I get emails from college students and people all the time asking about advice for entering the game industry and creating trailers and what not. I wrote an entire article on the piece, but essentially there are three things: Never stop creating, never stop trying, and never let failure own you. I only got to where I am by believing in a single philosophy: “The greatest calamity of all is not to have failed, but to have failed to try”.
4: How do you explain what you do for work to people not in the industry, say at a party?
It depends. For people not inclined in that world, I’ll usually just tell them I do movie trailers for games. That seems to be easier to understand for people.
5: Which title in recent history has really pushed new boundaries in gaming with their use of cinematics?
I’d say GTA V did an amazing job with the blend between gameplay and cinematics (Specifically gameplay cinematics). That game did so many things on so many levels that shocked all of us in the industry. Another big one would be Uncharted 4.
6: Best use of a 30 second game trailer segment you have seen?
Definitely one of the best ones I’ve seen has to be the 30 second trailer for Uncharted 4: A Thief’s End called Man Behind the Treasure.
7: Could you name the worst design scenario you were involved in? What would you do different if you were in that situation now?
I don’t know about worst design scenario. There are always trailers that present their own challenges. Some of the games I’ve done trailers for have been incredibly complex, which makes the process of conveying an accurate overview of the game in a cinematically appealing way very difficult. Dawn of Andromeda was one that was somewhat complex in demonstrating the concepts behind the game in a way that was unique. The publisher wanted something that hadn’t been done before with other 4x space game trailers, so I had to not only come up with something that conveyed the narrative of the game, but do it in a way that wasn’t normally seen with similar game trailers. That’s where the mix and beats of the opening archival footage sequence of the trailer came in to the mix, and the writing behind the voice over was created for. But that wasn’t a bad experience, I loved doing challenging design scenarios like that because it allows me to think outside the box at times. A link to the trailer, here.
8: How do you see game trailers compared to other media fields?
Game trailers are definitely a unique field. A lot of people compare them to movie trailers, and a few trailer houses try to mimic movie trailers and such, but the truth is the approach to high-end game trailers is a fundamentally different experience when compared to the approach to a movie trailer.
Now, the bar for game trailers however is a bit lower than a movie trailer, as a game trailer could be random gameplay sequences edited together, while a film has a bit more complexity to move into a trailer, even for basic users.
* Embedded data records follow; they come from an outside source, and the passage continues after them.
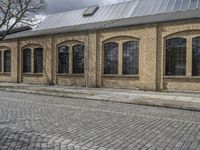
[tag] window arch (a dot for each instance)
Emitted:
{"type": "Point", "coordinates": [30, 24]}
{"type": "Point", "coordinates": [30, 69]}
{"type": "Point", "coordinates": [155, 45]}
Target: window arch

This is why I’ve found that game trailers tend to have a bit of a larger variety, especially indie game trailers.
9: Best influences in your art/design that’s non-game related?
My life experiences. Growing up I spent 10 years of my childhood in a third world country, so I draw from that a lot in my film and game work when portraying the power of sequences. There’s also things like books, stories, films, etc..
10: Finally, how has the AR/VR field affected the way you create trailers and in-game cinematics?
Thanks Gage, for a great insight to the other creative side to games and the thought processes that go into their trailers for marketing!